# Calculates \int^{2}_{0} 4x^{3} dx by using the formal definition of the define integral...

## Question:

Calculates {eq}\int^{2}_{0} 4x^{3} dx{/eq} by using the formal definition of the define integral

{eq}\int^{2}{0} f(x)dx=\lim_{x \rightarrow \infty} \left[ \sum^{n}_{k=1} f(xi) \Delta x \right]{/eq}

## Integration:

Integration is used to find the area under the curve and to find the volume.

It is a reverse process of differentiation.

Derivative indicates rate of change. It is used to find the slope of the curve.

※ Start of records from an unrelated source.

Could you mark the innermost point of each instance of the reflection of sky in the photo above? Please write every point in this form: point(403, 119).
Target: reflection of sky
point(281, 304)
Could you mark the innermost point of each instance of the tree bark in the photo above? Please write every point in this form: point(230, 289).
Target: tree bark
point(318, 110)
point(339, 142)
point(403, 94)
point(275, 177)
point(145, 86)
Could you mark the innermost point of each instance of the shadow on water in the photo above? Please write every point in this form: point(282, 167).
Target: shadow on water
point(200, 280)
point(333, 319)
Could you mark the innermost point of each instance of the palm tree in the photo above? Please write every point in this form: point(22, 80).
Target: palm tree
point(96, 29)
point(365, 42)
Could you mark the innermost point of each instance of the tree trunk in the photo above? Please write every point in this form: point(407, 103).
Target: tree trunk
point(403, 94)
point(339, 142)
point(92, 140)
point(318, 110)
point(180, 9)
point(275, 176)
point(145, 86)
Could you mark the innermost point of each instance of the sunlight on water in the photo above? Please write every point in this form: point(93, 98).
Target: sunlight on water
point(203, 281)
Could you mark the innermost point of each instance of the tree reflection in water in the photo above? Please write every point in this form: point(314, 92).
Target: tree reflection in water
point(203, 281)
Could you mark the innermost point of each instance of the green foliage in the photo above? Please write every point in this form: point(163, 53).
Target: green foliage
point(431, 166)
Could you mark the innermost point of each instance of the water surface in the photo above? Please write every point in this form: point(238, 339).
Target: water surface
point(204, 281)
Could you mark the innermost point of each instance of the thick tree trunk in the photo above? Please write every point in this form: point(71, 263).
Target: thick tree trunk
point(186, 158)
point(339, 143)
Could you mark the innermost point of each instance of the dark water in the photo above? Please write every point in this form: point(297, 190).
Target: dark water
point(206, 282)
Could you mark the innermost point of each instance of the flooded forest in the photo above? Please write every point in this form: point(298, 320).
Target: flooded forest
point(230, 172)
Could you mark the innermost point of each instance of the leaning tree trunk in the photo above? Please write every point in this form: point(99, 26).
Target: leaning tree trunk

We know that {eq}\int_{a}^{b}f(x)\,dx=\lim_{n\rightarrow \infty }\sum_{k=1}^{n}f(x_k)\Delta x {/eq} where {eq}x_k=a+k\Delta x {/eq} and {eq}\Delta x=\frac{b-a}{n} {/eq}

Take {eq}a=0\,,\,b=2 {/eq}

{eq}\Delta x=\frac{2-0}{n}=\frac{2}{n} {/eq} and {eq}x_k=0+\frac{2k}{n}=\frac{2k}{n} {/eq}

Therefore,

{eq}\int_{0}^{2}f(x)\,dx=\lim_{n\rightarrow \infty }\sum_{k=1}^{n}f\left ( \frac{2k}{n} \right )\frac{2}{n}\\ =\lim_{n\rightarrow \infty }\sum_{k=1}^{n}\frac{2}{n}(4)\left ( \frac{2k}{n} \right )^3\\ =\lim_{n\rightarrow \infty }\sum_{k=1}^{n}64\left ( \frac{k^3}{n^4} \right )\\ =64\lim_{n\rightarrow \infty }\sum_{k=1}^{n}\frac{1}{n^4}k^3\,\,\left \{ \because \sum_{k=1}^{n}k^3=\left [ \frac{n(n+1)}{2} \right ]^2 \right \}\\ =64\lim_{n\rightarrow \infty }\left [ \frac{1}{n^4}\left ( \frac{n(n+1)}{2} \right )^2 \right ]\\ =16\lim_{n\rightarrow \infty }\left ( 1+\frac{1}{n} \right )^2\\ =16(1+0) {/eq}